Memory Profile has the following components:

  • The Host ID selector at the top of the page lets you choose between different hosts to profile.
  • The Memory ID selector at the top of the page lets you focus on the High Bandwidth Memory (HBM) attached to one of the different accelerators that may be connected to the host being profiled, or even the host memory in certain cases.

    Memory Profile Host ID and Memory ID Selectors

  • The Memory Profile Summary and the Memory Timeline Graph capture high-level information about memory allocations, deallocations, and usage during the profiling session, including breakdowns across stack and heap, and any impact of fragmentation.

    • The Memory Profile Summary shows the total number of allocations and deallocations during the profiling interval; the total memory capacity of the memory system selected; the lifetime peak heap usage since the model started running (note that this may be outside the profiling interval); and the peak memory usage within the profiling interval.

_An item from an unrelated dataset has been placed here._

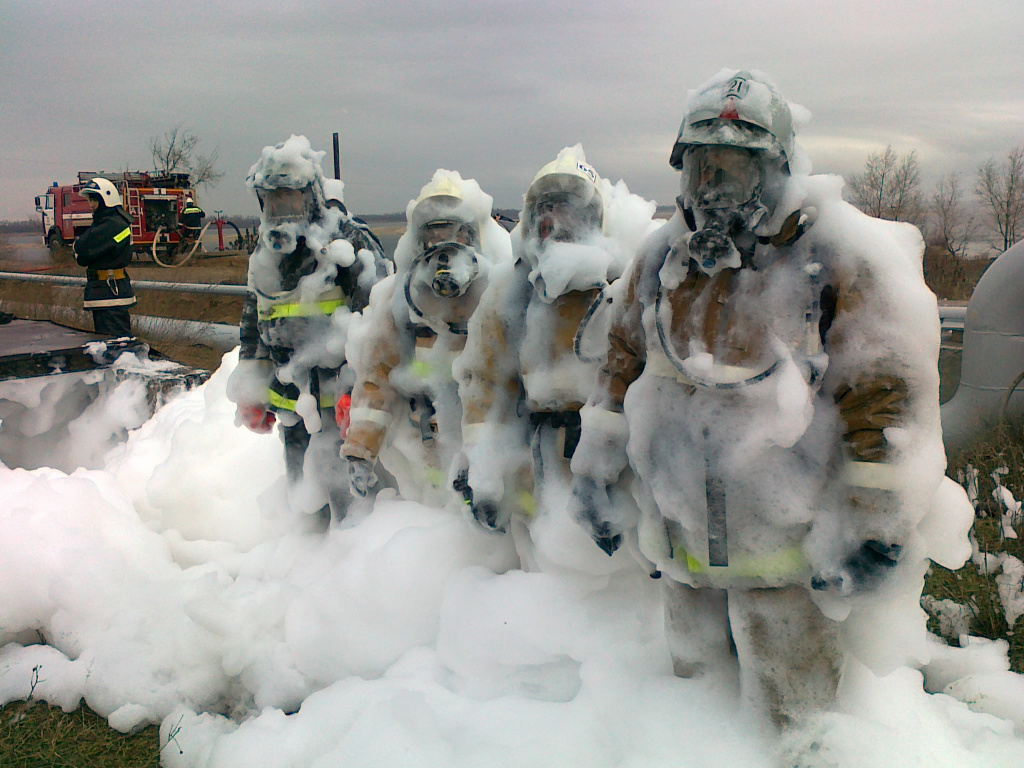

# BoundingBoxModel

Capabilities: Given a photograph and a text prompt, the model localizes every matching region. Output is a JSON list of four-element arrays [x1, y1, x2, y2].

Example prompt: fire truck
[[34, 171, 197, 258]]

      Memory Profile Summary

    • The Memory Timeline Graph shows a plot of the memory usage over time (represented by the Y-axis on the left of the graph) and the percentage of fragmentation over the profiling interval (represented by the Y-axis on the right of the graph). At each point in time on the X-axis, the total memory is broken down into three categories: stack (in red), heap (in orange), and free (in green). Hover over a specific timestamp to view the details about the memory allocation/deallocation events at that point like below: Selected timestamp in Memory Timeline Graph showing
an information card with details about the memory
allocation/deallocation events

  • The Memory Breakdown Table provides information about framework-level ops that contribute the most to memory usage. There are also additional per-op details such as the shape, data type, etc., if this information is made available by the compiler to XProf. The table shows these details at the point of peak usage within the profiling window, to aid with debugging Out of Memory (OOM) situations.

Memory Profile

Allocations and deallocations are managed (and added to the profile) by XLA’s runtime allocator, which owns the entire HBM memory space.

The fragmentation metric in the memory profile summary and the memory timeline graph (as a percentage) help identify memory fragmentation issues. A high fragmentation value indicates that although there might be enough total free memory, it is not contiguous, and thus a large allocation request might fail.

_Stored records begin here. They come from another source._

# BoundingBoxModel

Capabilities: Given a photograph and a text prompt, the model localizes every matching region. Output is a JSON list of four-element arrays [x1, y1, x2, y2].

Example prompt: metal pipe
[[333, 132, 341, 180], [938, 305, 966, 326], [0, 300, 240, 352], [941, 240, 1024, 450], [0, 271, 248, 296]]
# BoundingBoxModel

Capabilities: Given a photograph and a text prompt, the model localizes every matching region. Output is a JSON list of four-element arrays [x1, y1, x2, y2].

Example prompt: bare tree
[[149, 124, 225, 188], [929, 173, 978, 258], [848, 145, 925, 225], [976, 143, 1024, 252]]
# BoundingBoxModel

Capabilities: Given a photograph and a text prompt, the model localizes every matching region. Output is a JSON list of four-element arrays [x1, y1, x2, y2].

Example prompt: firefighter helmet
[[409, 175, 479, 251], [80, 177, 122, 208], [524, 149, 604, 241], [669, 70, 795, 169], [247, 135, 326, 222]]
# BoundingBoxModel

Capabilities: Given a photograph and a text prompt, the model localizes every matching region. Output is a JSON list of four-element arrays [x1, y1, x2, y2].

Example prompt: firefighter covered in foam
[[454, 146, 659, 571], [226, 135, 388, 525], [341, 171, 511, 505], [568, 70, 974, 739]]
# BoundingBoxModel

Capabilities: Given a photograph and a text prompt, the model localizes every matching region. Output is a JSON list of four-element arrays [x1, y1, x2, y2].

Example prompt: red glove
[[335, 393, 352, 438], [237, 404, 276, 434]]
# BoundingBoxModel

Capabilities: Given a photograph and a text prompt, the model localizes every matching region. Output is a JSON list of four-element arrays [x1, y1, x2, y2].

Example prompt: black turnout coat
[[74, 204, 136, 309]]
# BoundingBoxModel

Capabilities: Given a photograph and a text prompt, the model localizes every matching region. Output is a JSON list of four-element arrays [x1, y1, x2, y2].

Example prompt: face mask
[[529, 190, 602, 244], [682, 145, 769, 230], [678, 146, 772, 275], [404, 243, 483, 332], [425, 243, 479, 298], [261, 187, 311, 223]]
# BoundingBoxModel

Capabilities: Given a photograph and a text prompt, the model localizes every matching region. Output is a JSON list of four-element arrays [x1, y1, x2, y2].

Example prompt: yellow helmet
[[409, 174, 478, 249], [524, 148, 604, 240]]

Note that Memory Profile is typically more interesting and valuable for GPU profiling than for TPU workloads. The TPU execution model typically involves a large upfront allocation by the XLA compiler, rather than during model training or inference. Therefore, you will often see that the allocation chart looks like a flat horizontal line; the allocations all likely occurred at the very beginning of the profile (if the profiler was active by that point in the run), making them hard to see.

Some key differences between this tool and the Memory Viewer tool:

  • Memory Viewer is purely static and focuses on program order; Memory Profile provides a dynamic view over time during the profiling interval.
  • Memory Viewer visualizes memory allocations on a per-XLA-module basis; for workloads consisting of multiple XLA modules, Memory Profile provides a global view of memory.